300pxchaplin_modern_times_1 Décider, voilà une activité que les chefs aiment bien. D'aileurs, c'est la décision qui fait qu'on est un chef.

Quel frisson de plaisir n'éprouve-t-on pas quand on prononce ces mots magiques : "J'ai décidé..."; et ensuite on peut dire n'importe quoi.

Nos responsables politiques nous démontrent chaque jour la jouissance de l'exercice; rappelons nous, un certain 14 juillet : "Je décide, il éxécute"; et Dominique de Villepin : "j'ai décidé...le CPE, la fusion Suez-Gaz de France,...".Et aprés ?

Ensuite, ce qui se passe, c'est plus pour les chefs, c'est moins marrant, c'est ce qu'on appelle l'éxécution, et pour ça, il y a ...les exécutants, oui, vous savez, ces "non chefs" qui ne savent pas décider, qui aiment se salir pour appliquer les décisions de leurs chefs, et qu'on récompensera à coups de variables et de bonus, si ça marche, et qu'on remplacera si ils n'y arrivent pas; la file d'attente des candidats n'est jamais tarie.

Caricature ?

Et pourtant...

Ce sujet de l'éxécution, il embarrasse de nombreux dirigeants, qui sentent bien que c'est pas si simple, qu'ils ont peut être intérêt à s'y impliquer, mais reste à savoir comment.

Cette histoire de variables qui vont permettre d'obtenir tous les résultats attendus, comme une recette miracle, quelle fable !
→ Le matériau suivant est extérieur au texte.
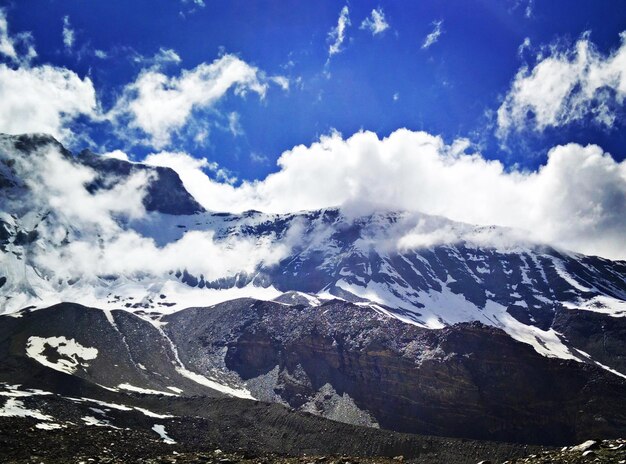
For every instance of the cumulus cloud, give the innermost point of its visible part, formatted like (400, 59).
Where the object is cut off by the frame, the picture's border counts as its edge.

D'autres croient que le secret, c'est de faire des budgets ambitieux, et de les faire signer par les managers de proximité : là encore, que de déceptions, que de comportements passifs-agressifs divers et variés, qui viennent ruiner tous les espoirs.

Non, pour que l'éxécution soit une réalité, pour que les choses se fassent, que les objectifs se traduisent en résultats, il est évident que l'implication des leaders et dirigeants n'est pas facultative, mais obligatoire. Seuls les incompétents et les fainéants osent encore croire le contraire. Heureusement, ils ne sont pas trop nombreux à la tête de nos entreprises.

Reste ceux qui, bien que ni incompétents, ni fainéants, ont encore du mal sur la méthode.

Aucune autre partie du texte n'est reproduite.